Cassi Namoda is a painter whose work moves fluidly between the personal and the historical, the wondrous and the sorrowful. Born to a Mozambican mother and an American father, she spent her formative years across Mozambique, Haiti, Kenya, Uganda, Benin, and the United States — a nomadic upbringing that shaped her distinctly Luso-African perspective. Originally trained in cinema, she brings a filmmaker's sensibility to her practice, often working from photographs that read like film stills — quiet, ordinary moments charged with deeper meaning. Her canvases draw on an expansive symbolic vocabulary: indigenous spiritual traditions, post-colonial history, European art history, folklore, and literary references converge in compositions that feel simultaneously archival and alive. Recurring figures move through landscapes — rural and urban, real and surreal — in scenes that carry the weight of collective memory alongside an atmosphere of magical realism.

In 2024, Namoda presented her most significant institutional exhibition on the African continent, Is it sunny or cloudy in the land you live on? at the Norval Foundation, Cape Town.

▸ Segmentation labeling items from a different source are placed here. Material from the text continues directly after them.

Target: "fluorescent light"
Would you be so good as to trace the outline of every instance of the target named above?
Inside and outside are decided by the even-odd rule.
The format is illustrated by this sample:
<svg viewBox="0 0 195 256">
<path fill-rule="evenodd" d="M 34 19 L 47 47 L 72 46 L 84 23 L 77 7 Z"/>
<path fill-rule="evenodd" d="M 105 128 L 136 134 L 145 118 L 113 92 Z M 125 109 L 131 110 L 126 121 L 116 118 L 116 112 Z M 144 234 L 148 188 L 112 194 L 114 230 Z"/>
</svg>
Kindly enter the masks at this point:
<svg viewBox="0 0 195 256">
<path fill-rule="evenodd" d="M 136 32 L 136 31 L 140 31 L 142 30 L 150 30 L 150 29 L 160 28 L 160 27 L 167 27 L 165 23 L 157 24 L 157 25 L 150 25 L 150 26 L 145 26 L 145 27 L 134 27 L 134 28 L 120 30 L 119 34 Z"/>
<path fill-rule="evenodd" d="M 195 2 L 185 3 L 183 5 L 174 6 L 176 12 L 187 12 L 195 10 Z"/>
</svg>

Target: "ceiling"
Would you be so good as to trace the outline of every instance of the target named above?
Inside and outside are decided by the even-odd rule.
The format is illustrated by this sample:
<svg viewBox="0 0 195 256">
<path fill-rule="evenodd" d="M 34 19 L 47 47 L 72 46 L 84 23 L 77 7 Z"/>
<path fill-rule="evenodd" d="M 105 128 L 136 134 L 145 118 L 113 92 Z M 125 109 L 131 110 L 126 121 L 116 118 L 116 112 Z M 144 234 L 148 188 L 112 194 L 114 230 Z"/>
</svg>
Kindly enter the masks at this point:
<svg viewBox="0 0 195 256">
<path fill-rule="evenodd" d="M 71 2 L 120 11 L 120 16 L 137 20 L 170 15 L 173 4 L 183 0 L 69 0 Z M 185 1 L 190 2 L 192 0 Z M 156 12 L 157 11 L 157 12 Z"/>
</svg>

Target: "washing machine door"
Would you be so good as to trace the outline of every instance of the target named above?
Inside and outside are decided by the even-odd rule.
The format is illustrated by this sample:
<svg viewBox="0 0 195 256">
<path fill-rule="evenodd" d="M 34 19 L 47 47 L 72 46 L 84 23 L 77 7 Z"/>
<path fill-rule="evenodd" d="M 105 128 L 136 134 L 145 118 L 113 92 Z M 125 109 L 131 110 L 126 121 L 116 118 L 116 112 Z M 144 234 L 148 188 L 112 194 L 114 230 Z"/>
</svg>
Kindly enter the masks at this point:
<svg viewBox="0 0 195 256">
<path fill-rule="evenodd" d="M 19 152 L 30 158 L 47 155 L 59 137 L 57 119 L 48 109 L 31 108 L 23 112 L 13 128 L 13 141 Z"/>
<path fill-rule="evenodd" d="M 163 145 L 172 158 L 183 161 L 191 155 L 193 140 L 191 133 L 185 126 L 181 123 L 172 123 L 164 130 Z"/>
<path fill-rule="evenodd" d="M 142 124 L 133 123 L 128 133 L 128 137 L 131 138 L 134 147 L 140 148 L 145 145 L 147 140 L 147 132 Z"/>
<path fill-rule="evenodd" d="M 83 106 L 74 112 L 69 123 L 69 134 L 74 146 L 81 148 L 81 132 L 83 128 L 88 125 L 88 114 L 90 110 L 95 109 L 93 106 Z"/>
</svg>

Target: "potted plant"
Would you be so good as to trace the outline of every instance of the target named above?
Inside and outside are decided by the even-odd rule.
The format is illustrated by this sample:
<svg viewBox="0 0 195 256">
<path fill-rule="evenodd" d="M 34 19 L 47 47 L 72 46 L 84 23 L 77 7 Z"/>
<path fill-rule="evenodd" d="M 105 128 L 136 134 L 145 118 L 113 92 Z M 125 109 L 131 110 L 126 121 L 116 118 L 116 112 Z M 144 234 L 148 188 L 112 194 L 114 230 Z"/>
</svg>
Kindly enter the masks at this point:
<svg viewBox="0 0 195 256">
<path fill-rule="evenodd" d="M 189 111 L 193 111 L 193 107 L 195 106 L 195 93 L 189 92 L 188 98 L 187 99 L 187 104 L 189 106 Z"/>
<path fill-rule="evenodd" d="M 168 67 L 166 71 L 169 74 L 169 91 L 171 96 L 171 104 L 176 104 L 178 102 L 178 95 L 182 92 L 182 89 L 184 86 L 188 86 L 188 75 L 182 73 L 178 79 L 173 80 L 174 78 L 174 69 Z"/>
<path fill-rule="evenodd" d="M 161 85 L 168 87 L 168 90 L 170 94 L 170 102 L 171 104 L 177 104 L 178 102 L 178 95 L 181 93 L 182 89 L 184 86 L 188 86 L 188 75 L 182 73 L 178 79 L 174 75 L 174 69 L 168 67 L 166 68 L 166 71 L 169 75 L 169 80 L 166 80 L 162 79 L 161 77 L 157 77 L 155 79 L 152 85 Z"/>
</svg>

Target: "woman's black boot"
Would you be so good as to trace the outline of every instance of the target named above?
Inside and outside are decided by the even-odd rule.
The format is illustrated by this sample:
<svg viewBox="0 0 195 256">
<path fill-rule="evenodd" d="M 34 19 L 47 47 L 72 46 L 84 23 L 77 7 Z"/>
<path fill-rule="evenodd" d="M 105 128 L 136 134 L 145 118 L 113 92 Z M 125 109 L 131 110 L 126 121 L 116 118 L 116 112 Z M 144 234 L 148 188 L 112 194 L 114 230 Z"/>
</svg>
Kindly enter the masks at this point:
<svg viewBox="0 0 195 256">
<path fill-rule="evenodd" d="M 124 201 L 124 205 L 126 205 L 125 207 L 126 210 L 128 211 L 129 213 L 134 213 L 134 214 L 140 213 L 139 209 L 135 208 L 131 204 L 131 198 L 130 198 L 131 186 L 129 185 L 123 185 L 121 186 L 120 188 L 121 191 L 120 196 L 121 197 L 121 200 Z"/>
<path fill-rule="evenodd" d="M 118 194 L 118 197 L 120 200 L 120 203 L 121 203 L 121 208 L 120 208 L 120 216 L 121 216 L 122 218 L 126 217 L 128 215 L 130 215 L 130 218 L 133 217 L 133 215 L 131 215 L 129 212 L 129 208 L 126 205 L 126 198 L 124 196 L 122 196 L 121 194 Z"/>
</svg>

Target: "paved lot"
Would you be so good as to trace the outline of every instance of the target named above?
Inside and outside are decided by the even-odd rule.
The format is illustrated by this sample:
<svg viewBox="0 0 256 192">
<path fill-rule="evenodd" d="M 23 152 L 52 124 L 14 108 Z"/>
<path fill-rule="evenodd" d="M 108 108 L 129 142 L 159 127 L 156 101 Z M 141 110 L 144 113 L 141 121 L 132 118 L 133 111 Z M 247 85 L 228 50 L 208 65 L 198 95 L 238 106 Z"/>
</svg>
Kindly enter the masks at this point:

In 2025, she was selected for the window commission at Turner Contemporary, Margate, and her work appeared in When We See Us, a major travelling survey of Pan-African figurative painting at Bozar, Brussels, and in the 16th Sharjah Biennial. In 2026, she presents her first institutional solo exhibition in the United States at the Institute of Contemporary Art, Virginia. Other solo exhibitions include Life has become a foreign language at Goodman Gallery, Cape Town (2022); To Live Long is To See Much at Goodman Gallery, Johannesburg (2020); and Bar Texas, 1971 at Library Street Collective, Detroit (2017).

Her work is held in the permanent collections of the Pérez Art Museum Miami, the Baltimore Museum of Art, MACAAL in Marrakesh, the Long Museum Shanghai, Inhotim Museum Brazil, and the Studio Museum in Harlem, New York, among others. Namoda lives and works in Italy.